Case Study

Bringing Threat Intelligence to Security Playbooks

Why Recorded Future Customers Choose Splunk SOAR

Recorded Future

Around 40,000 security professionals across 22 industries and six continents depend on Recorded Future for best-of-breed threat intelligence. Recorded Future collects and analyzes vast amounts of data to deliver relevant cyber threat insights in real time. This intelligence allows their customers to improve detection and response, which helps their security teams make better decisions faster. 

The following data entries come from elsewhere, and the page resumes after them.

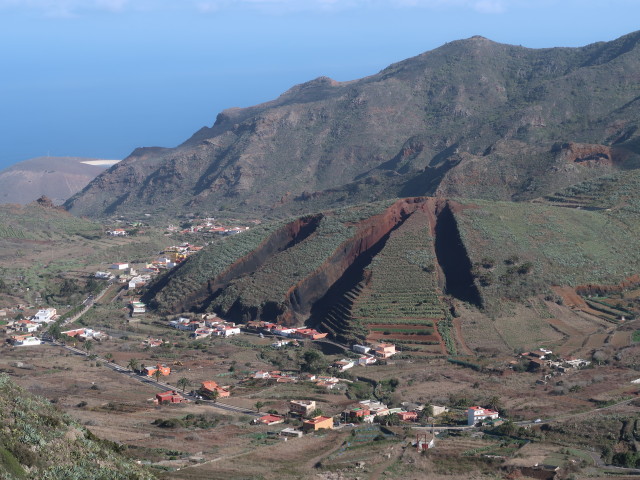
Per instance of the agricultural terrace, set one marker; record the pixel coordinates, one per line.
(618, 191)
(280, 272)
(517, 249)
(400, 302)
(209, 263)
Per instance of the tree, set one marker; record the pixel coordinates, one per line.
(183, 383)
(313, 361)
(214, 395)
(54, 331)
(133, 364)
(495, 403)
(391, 419)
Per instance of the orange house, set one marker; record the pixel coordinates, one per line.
(207, 388)
(150, 371)
(385, 350)
(317, 423)
(170, 396)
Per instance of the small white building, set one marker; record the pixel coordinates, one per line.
(138, 307)
(45, 315)
(226, 330)
(343, 365)
(360, 349)
(479, 414)
(27, 326)
(24, 340)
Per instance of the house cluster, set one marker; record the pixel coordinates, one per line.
(150, 371)
(479, 415)
(212, 390)
(283, 331)
(22, 329)
(136, 306)
(170, 396)
(128, 275)
(209, 225)
(206, 326)
(24, 340)
(306, 411)
(117, 232)
(321, 381)
(152, 342)
(545, 358)
(370, 354)
(366, 411)
(83, 334)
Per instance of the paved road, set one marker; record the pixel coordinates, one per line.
(152, 382)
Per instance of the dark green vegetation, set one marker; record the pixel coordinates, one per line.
(519, 249)
(47, 253)
(39, 442)
(36, 222)
(472, 118)
(389, 271)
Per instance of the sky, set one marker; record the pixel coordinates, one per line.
(99, 78)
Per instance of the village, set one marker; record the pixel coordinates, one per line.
(281, 383)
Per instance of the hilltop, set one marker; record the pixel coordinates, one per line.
(404, 267)
(472, 118)
(56, 177)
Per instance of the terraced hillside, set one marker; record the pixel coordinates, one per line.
(396, 271)
(520, 249)
(400, 301)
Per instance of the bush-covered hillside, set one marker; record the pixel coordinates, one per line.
(39, 442)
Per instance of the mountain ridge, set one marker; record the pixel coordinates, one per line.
(475, 108)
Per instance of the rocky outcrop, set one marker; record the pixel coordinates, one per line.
(473, 118)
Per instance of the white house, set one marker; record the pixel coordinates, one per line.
(343, 364)
(360, 349)
(27, 326)
(478, 414)
(45, 315)
(282, 331)
(226, 330)
(138, 307)
(366, 360)
(24, 340)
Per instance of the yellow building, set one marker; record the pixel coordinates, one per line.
(317, 423)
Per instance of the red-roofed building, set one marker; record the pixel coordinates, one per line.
(170, 396)
(408, 416)
(308, 334)
(478, 414)
(317, 423)
(164, 370)
(384, 350)
(270, 419)
(208, 389)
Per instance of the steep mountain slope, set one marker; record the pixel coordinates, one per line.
(397, 268)
(39, 442)
(472, 117)
(56, 177)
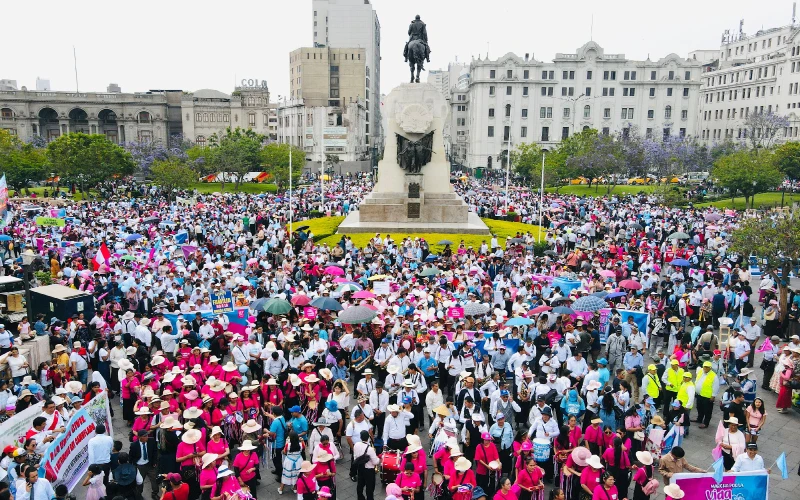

Without using automation and orchestration, I don't see how companies are going to be able to face the challenges that they have today. With everything that's going on, companies are overwhelmed. Humans can't do it by themselves.
Seth Whitten, VP of Integrations and Strategic Partnerships

Meet Seth Whitten, VP of integrations and strategic partnerships at Recorded Future. We sat down with him to talk about the Splunk and Recorded Future partnership, and how the Splunk SOAR integration has made an impact. “Our largest integration right now is Splunk Enterprise,” he says. “For us, it was natural to move into Splunk SOAR. We have a lot of clients who are driving events out of their SIEM tools, and want to be able to better act on them.”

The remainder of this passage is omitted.